By Zhuoning Yuan, Ta-Ying Cheng, Benjamin Klein, Bahareh Azarnoush
Introduction
At Netflix, we construct know-how to assist storytellers convey their artistic visions to life and to assist members uncover the tales they love.
To attach tales with various audiences world wide, we produce promotional property, together with trailers, teasers, and social brief‑kind movies, that construct on and elevate the unique footage. By shut collaboration with the groups crafting these property, we recognized a recurring hole in present instruments. Reworking uncooked footage into a elegant ultimate asset typically requires complicated edits like seamlessly including new visible parts, patching or changing backgrounds, or eradicating undesirable objects with out breaking the scene’s bodily continuity. These duties usually demand hours of specialised guide modifying work. Whereas current generative video modifying fashions present promise, they typically wrestle to protect the integrity of the supply footage. Many strategies regenerate each pixel to make an edit, which might fail to isolate modifications and inadvertently alter parts that ought to stay untouched. To execute these duties successfully, artists want instruments that empower them to dictate precisely what modifications and the way it modifications.
Our analysis purpose is to make this course of simpler for artists.
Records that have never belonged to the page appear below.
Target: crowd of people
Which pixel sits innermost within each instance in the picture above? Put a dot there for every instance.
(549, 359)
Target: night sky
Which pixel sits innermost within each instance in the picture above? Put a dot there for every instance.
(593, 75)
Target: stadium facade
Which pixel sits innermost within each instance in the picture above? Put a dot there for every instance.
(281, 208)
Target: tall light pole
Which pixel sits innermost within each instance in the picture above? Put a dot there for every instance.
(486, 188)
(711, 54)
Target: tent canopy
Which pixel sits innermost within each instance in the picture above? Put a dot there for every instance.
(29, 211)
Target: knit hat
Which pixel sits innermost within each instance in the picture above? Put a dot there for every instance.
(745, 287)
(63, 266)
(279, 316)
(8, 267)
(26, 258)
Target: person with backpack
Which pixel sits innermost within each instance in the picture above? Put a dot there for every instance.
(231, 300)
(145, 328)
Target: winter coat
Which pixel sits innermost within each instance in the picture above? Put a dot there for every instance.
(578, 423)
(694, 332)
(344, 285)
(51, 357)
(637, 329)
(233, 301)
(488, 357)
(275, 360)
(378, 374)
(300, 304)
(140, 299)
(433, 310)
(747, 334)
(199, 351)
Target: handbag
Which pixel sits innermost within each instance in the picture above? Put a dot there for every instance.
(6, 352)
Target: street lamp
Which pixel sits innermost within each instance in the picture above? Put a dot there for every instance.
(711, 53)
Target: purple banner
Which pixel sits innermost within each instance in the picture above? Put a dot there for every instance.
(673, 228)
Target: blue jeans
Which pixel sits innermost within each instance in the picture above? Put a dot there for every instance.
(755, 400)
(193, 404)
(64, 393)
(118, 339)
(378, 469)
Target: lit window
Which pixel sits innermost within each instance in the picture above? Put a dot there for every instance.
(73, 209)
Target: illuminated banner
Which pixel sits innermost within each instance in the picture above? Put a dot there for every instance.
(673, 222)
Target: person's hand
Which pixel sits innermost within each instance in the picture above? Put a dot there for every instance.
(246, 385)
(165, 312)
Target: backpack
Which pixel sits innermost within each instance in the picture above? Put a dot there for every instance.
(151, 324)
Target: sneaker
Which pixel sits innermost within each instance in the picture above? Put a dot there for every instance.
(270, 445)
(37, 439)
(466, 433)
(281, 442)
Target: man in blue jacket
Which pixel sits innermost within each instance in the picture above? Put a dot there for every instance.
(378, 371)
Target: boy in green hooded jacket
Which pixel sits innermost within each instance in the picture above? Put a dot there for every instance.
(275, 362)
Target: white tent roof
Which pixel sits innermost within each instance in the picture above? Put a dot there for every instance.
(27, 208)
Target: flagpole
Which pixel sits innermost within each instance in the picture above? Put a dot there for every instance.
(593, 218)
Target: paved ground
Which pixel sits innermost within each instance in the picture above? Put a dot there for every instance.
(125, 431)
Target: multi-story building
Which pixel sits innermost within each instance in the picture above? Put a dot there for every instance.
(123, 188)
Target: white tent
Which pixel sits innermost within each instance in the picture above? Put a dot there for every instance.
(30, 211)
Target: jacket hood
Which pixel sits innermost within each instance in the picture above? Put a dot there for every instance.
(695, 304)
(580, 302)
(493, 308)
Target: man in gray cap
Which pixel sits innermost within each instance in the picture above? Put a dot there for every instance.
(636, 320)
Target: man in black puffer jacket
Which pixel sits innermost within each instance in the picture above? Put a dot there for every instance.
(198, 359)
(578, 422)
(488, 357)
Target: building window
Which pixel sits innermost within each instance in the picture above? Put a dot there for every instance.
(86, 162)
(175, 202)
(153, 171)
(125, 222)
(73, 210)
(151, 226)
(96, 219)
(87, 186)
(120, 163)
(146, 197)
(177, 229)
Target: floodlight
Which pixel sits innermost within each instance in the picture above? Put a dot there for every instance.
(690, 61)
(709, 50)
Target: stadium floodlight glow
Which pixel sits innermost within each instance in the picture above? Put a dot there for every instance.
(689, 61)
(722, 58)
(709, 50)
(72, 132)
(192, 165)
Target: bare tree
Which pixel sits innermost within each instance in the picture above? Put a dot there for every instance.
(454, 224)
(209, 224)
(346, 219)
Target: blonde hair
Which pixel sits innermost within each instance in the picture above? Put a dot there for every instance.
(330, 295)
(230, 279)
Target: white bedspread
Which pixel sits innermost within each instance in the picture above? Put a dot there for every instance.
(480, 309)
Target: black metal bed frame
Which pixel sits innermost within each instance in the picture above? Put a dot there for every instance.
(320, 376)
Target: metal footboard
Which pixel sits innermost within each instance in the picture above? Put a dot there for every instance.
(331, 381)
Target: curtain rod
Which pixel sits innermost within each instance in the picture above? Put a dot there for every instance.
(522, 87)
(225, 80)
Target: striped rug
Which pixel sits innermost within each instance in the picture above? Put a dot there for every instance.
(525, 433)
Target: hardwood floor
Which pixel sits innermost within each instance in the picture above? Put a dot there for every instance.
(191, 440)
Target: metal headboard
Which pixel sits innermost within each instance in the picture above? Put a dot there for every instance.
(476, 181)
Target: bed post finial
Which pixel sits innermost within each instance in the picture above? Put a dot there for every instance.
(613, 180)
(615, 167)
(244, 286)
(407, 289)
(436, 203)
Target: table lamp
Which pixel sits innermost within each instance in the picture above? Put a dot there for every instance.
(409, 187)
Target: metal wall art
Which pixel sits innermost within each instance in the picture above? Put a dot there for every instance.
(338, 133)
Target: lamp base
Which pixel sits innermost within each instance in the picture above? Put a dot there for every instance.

We’re deliberate about the place and the way AI is utilized, guaranteeing that the know-how all the time serves the artistic intent. That precept drives our current work: exploring the advantages of generative AI in ways in which shield and increase artistic selection, and protecting artists in exact management of their ultimate imaginative and prescient. Latest developments in AI video modifying have demonstrated spectacular capabilities in streamlining complicated guide modifying workflows, however key challenges stay earlier than they will reliably help skilled use:
- Unintended edits: When modifying a particular component in a video clip, many strategies regenerate the whole video, which might inadvertently alter id, efficiency, and different parts like objects, backgrounds, or crucial scene particulars.

- Unnatural physics: When eradicating objects, many strategies focus solely on erasing the goal whereas ignoring the scene’s bodily continuity. This may result in inconsistent movement and implausible interactions, making the outcomes look unnatural.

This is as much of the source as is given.